China Pushes One-Year Bill Yield to 14-Month High

Discussion in 'Economics' started by ASusilovic, Jan 19, 2010.

  1. Jan. 19 (Bloomberg) -- China’s central bank guided its benchmark one-year bill yield to the highest level in 14 months to curb record loan growth and prevent bubbles in the nation’s property and stock markets.

    The People’s Bank of China sold the bills at a rate of 1.9264 percent in open-market operations, according to data compiled by Bloomberg. The yield increased eight basis points, the same as last week, after five months during which the benchmark was held unchanged.

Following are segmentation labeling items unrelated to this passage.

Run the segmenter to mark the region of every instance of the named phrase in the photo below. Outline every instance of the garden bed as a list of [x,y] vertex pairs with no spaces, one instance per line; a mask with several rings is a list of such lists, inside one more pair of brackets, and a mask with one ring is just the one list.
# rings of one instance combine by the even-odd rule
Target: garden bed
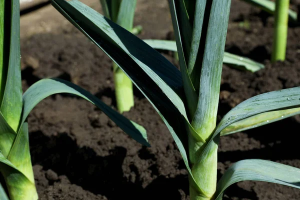
[[[98,0],[83,1],[100,11]],[[296,0],[291,0],[296,8]],[[250,27],[243,25],[250,22]],[[254,95],[300,86],[300,28],[289,28],[286,60],[271,64],[272,17],[232,0],[226,50],[266,64],[255,74],[224,66],[219,117]],[[134,21],[143,39],[172,39],[167,0],[138,1]],[[72,81],[116,108],[111,61],[100,49],[47,6],[21,18],[24,90],[38,80]],[[176,63],[172,53],[162,52]],[[58,94],[30,115],[30,141],[40,200],[185,200],[187,172],[168,128],[138,90],[135,106],[124,115],[148,130],[151,148],[130,138],[99,110],[85,100]],[[278,162],[300,168],[300,127],[296,116],[221,138],[219,176],[246,158]],[[259,168],[259,166],[258,166]],[[272,184],[234,184],[224,199],[298,200],[300,190]]]

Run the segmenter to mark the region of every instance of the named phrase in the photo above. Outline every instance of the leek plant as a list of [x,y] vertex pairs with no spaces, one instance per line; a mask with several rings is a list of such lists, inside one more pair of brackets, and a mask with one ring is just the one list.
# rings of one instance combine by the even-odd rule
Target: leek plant
[[[136,0],[100,0],[105,16],[134,34],[142,26],[134,28]],[[132,83],[118,66],[112,63],[116,106],[120,112],[129,111],[134,104]]]
[[275,16],[271,60],[274,62],[286,60],[288,23],[299,24],[298,14],[290,9],[290,0],[244,0]]
[[186,167],[190,199],[221,200],[228,186],[246,180],[300,188],[300,169],[260,160],[236,162],[217,182],[220,136],[300,114],[300,87],[250,98],[216,125],[230,0],[168,2],[180,71],[146,42],[79,1],[52,0],[118,65],[162,117]]
[[290,0],[276,0],[272,61],[286,60]]
[[42,80],[22,96],[20,22],[19,0],[0,1],[0,172],[4,180],[0,182],[2,200],[38,198],[26,119],[35,106],[50,95],[66,92],[86,99],[101,109],[134,139],[149,146],[142,127],[71,82],[55,78]]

    The consecutive jumps in yields suggest central bank Governor Zhou Xiaochuan is gradually raising the cost of financing for lenders in the interbank market, even after three- month bill rates were left unchanged last week. The monetary authority on Jan. 12 also announced an increase to the amount of funds banks must set aside as reserves.

    “The PBOC will continue to drain cash from the market as banks still have sufficient funds,” said Dong Dezhi, a bond analyst with Bank of China Trading Center in Shanghai. “The yield will rise in the next two weeks to around 2 percent.”

    Government bonds declined. The yield on the 3.68 percent notes due November 2019 rose two basis points to 3.7 percent, according to the National Interbank Funding Center. The seven- day repurchase rate, which measures funding availability on the interbank market, fell four basis points to 1.35 percent as of 11:40 a.m. in Shanghai.